Another anecdote was an NPR story I heard last year that had to do with Apparel manufacturing. The problem that industry would have is that they would get production samples from a factory and they would be perfect. The factory would start producing the product and suddenly the product would get popular. The manufacturer would contact the factory and ask if they can ramp up the production on their next run so that instead of 10k units on the next shipment they need 50k units. The factory, not wanting to loose the business, would say "sure no problem" even though they knew they couldn't possibly produce more than 20k units in the given time frame. The factory would then subcontract with other factories to produce the extra and those factories would then produce sub-standard product that would end up mixed in with the good stuff.
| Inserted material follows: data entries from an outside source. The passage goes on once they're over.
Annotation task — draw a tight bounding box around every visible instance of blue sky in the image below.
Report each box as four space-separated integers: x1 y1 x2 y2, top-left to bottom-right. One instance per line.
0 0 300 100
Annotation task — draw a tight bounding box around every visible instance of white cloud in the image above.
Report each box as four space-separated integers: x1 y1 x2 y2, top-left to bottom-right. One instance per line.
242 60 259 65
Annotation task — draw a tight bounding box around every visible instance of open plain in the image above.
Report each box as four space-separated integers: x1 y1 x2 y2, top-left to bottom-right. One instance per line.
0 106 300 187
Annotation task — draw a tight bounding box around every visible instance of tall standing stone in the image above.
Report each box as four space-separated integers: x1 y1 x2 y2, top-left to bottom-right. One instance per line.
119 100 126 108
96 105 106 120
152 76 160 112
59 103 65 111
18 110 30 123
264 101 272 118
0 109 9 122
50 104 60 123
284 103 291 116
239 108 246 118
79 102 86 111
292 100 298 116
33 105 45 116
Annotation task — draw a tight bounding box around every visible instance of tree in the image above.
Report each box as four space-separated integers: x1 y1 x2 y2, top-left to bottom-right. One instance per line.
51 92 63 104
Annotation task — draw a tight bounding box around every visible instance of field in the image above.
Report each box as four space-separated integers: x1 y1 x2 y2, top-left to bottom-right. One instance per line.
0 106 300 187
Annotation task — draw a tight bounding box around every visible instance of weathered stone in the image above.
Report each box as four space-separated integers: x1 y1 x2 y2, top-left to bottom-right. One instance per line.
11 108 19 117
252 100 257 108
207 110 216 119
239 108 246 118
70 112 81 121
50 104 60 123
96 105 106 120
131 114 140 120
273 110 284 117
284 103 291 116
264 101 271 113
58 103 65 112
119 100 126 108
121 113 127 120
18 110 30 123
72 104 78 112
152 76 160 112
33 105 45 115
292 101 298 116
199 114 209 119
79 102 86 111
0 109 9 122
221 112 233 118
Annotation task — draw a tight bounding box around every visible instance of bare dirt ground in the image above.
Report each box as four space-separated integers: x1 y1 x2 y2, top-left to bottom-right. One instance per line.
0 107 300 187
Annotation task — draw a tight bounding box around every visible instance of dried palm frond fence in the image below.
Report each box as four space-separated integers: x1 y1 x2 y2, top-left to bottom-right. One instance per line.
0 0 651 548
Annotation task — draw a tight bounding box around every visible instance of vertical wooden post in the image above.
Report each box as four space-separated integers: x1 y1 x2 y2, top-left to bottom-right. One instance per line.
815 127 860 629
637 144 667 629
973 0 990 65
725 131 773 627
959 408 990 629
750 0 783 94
This kind of behavior is not unique to China, or even to just a few regions -- this kind of activity happens world wide, it is just more pervasive in China (or at least it was a decade ago.) It's the responsibility of the manufacturers to find reliable factories that can produce on-spec, and to spend the resources needed to make sure the product ships on-spec. It just happens that when you own your own factories, or when your employees don't have to travel halfway around the world to do Q/A, than it's more likely you'll keep a closer eye on the results.
Not much point to arguing about all of it though -- perhaps TLG decided that the collectible minifigs were less likely to be "played" with in the same manor as the figures from their normal sets, and as such they could cut some corners with the particular quality of ABS used, the maintenance & quality of the molds (are the mold lines more visible on the CMFs?), etc.